Last week, he implored Democrats to pay attention, saying the race is close.
“His particular challenge is to persuade Democrats that they really need to take this seriously and that they need to go out and vote,” said Jim Newton, who teaches communication and public policy at the University of California, Los Angeles, and is a former political reporter for the Los Angeles Times. “One way to do it is to remind them that this is not just an empty exercise, that there are real consequences to it.”
Newsom has found his foil in Elder, who does not support the minimum wage or abortion rights and has used his nationally syndicated radio show as a platform for conspiracy theories involving the coronavirus vaccine.
“I’d say he’s even more extreme than Trump in many respects,” Newsom said on a recent call with hundreds of women volunteers.
The messaging reflects Democrats’ concerns that their voters are less enthusiastic than Republicans. Beyond Elder, leading Republican candidates include former San Diego Mayor Kevin Faulconer, Assemblyman Kevin Kiley, ex-Congressman Doug Ose, former Olympian and reality show star Caitlyn Jenner and businessman John Cox, who lost to Newsom in 2018.
Voters will answer two questions: Should Newsom be recalled, yes or no? If so, who should replace him? They have 46 candidates to choose from on the second question. If a majority of voters want to remove him, the replacement candidate with the highest number of voters becomes governor, even if they fall far short of a majority.
Newsom and Democratic leaders are urging their voters to skip question two, reasoning it won’t mater if voters keep Newsom.
“The advantage of leaving Question 2 blank on the #RepublicanRecall ballot? Saves your time. Saves your energy. Saves your self-respect… from casting your vote for a candidate who isn’t worthy of your support – or the support of California voters,” California Democratic Party Chairman Rusty Hicks tweeted recently.
In East Los Angeles during the weekend, Newsom appealed to Latino voters, reminding them he appointed Alex Padilla as the state’s first Latino U.S. senator and expanded health care access for immigrants living in the country illegally. Elder, he warned, would strip away that progress.
“What kind of line item vetoes would he use across the spectrum as it relates to advancing health care and immigrant rights for our Latino community?” Newsom asked.
Not all Democrats feel that focusing on Elder is the most effective strategy. Aimee Allison, a leader of Women Against the Recall, said women of color, who are reliable Democrat voters, don’t need to be told the stakes of the election. Instead, Newsom’s team should be focusing on ensuring the voters already on his side show up to the polls. Community organizing will be more powerful than television ads, she argued.
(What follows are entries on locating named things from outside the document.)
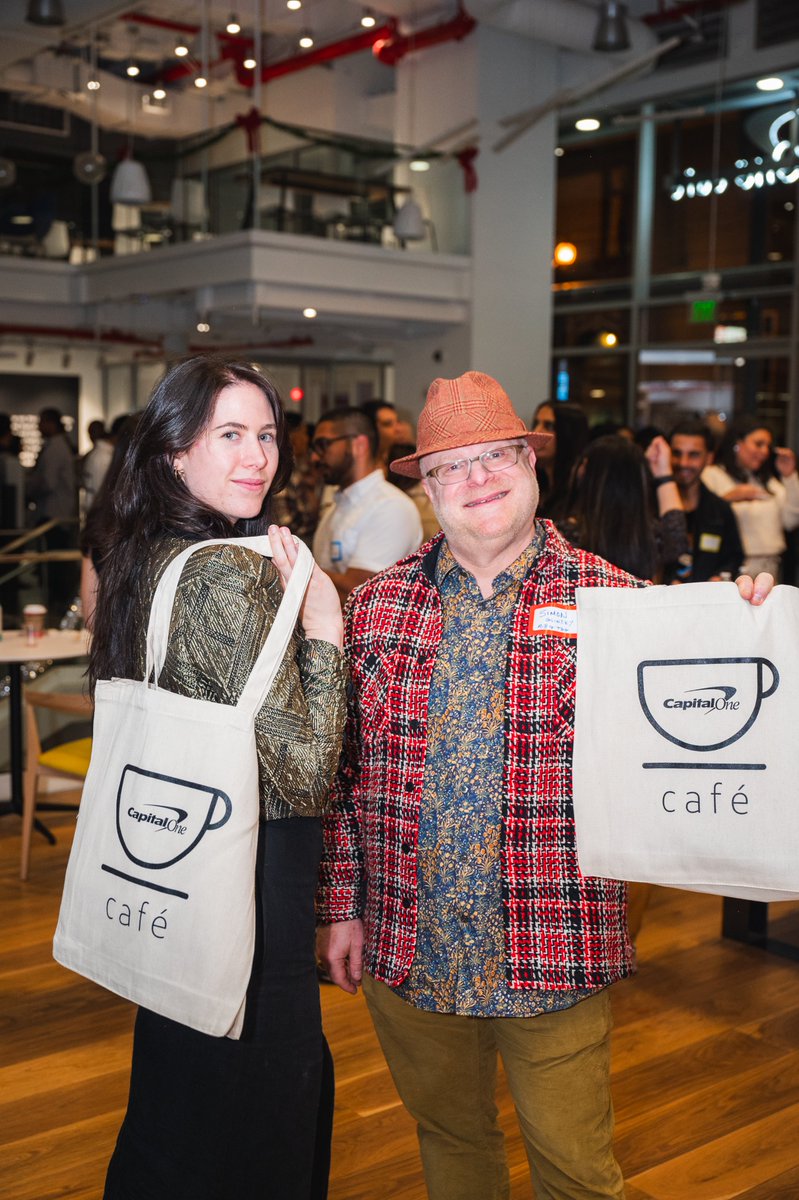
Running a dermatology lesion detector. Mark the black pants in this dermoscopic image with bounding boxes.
[104,817,334,1200]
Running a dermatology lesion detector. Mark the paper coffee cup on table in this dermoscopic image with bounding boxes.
[23,604,47,642]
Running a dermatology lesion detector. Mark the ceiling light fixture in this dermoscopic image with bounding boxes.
[25,0,65,25]
[554,241,577,266]
[394,197,427,242]
[594,0,630,54]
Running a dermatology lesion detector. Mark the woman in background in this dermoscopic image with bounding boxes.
[530,400,588,521]
[702,416,799,578]
[89,358,344,1200]
[558,436,689,582]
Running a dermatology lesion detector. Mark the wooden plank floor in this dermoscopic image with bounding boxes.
[0,815,799,1200]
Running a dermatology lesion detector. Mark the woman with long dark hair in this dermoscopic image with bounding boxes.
[530,400,588,521]
[89,358,344,1200]
[702,416,799,578]
[559,436,689,582]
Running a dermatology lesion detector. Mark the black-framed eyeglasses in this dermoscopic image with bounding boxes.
[311,433,355,458]
[425,445,527,485]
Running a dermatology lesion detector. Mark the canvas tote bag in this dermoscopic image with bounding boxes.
[573,583,799,902]
[53,536,313,1037]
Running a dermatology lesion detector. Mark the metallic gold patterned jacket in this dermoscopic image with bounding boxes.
[136,538,346,820]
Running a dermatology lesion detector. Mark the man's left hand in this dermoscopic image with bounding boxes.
[735,571,774,605]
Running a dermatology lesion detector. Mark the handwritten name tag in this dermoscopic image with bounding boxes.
[530,604,577,637]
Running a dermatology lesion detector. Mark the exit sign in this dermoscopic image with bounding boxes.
[690,300,719,324]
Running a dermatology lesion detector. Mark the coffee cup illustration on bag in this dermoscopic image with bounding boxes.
[116,763,233,870]
[638,658,780,751]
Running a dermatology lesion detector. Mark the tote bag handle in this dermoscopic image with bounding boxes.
[144,535,314,718]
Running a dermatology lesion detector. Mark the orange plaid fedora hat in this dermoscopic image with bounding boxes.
[391,371,552,479]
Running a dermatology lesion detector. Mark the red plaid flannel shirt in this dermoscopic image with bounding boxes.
[318,521,641,989]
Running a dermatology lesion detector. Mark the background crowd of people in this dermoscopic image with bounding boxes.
[0,400,799,638]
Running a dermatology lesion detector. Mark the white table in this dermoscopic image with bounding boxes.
[0,629,89,842]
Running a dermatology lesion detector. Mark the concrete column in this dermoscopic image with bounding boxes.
[470,26,557,419]
[395,25,558,418]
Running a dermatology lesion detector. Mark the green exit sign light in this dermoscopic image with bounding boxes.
[691,300,719,323]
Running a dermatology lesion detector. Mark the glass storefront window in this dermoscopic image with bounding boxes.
[555,133,636,283]
[551,353,629,425]
[651,110,794,275]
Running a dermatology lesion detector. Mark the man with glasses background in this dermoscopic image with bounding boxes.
[311,408,422,601]
[318,372,773,1200]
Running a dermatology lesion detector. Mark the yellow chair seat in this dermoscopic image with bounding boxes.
[38,738,91,779]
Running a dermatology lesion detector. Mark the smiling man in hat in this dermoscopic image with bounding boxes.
[318,371,770,1200]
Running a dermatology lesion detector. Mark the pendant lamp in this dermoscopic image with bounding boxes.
[594,0,630,54]
[394,197,426,241]
[110,151,152,204]
[25,0,65,25]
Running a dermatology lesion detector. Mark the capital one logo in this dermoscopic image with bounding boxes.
[638,658,780,766]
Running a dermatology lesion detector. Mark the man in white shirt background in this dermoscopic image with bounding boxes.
[311,408,422,602]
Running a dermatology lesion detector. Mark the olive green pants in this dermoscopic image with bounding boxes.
[364,976,624,1200]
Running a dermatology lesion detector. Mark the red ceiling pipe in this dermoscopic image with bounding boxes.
[229,20,397,88]
[119,12,199,36]
[374,8,477,67]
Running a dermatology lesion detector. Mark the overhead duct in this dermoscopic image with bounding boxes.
[364,0,657,60]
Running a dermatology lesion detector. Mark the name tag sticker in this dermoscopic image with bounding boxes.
[529,604,577,637]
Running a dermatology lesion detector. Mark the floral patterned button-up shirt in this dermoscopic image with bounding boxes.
[395,533,590,1016]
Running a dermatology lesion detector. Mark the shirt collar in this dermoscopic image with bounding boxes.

“Communicating that message is OK, but don’t spend all your chips doing that when you’ve got to actually get people to return the ballot,” Allison said of the focus on Elder.
One argument that could resonate with Democratic voters, particularly women of color, is that a new governor could have a chance to appoint a U.S. senator should Sen. Dianne Feinstein leave office before her term ends in 2024. Women Against the Recall initially started as a group called Secure the Seat, which urged Newsom to appoint a Black woman to the U.S. Senate to replace now-Vice President Kamala Harris. He ultimately chose Padilla.
Feinstein, who is 88, said she has no plans to retire early. But that hasn’t stopped Democrats from hinting about the possibility of a would-be Republican governor appointing a replacement. The Senate is now divided 50-50 with Harris breaking ties for Democrats.
“Who would he have appointed to replace Kamala Harris in the U.S. Senate?” Newsom said Friday of Elder. “How would that impact the trajectory of this country? What would this mean for the future of the Democratic Party and our efforts to keep the House of Representatives? The Biden agenda moving forward?”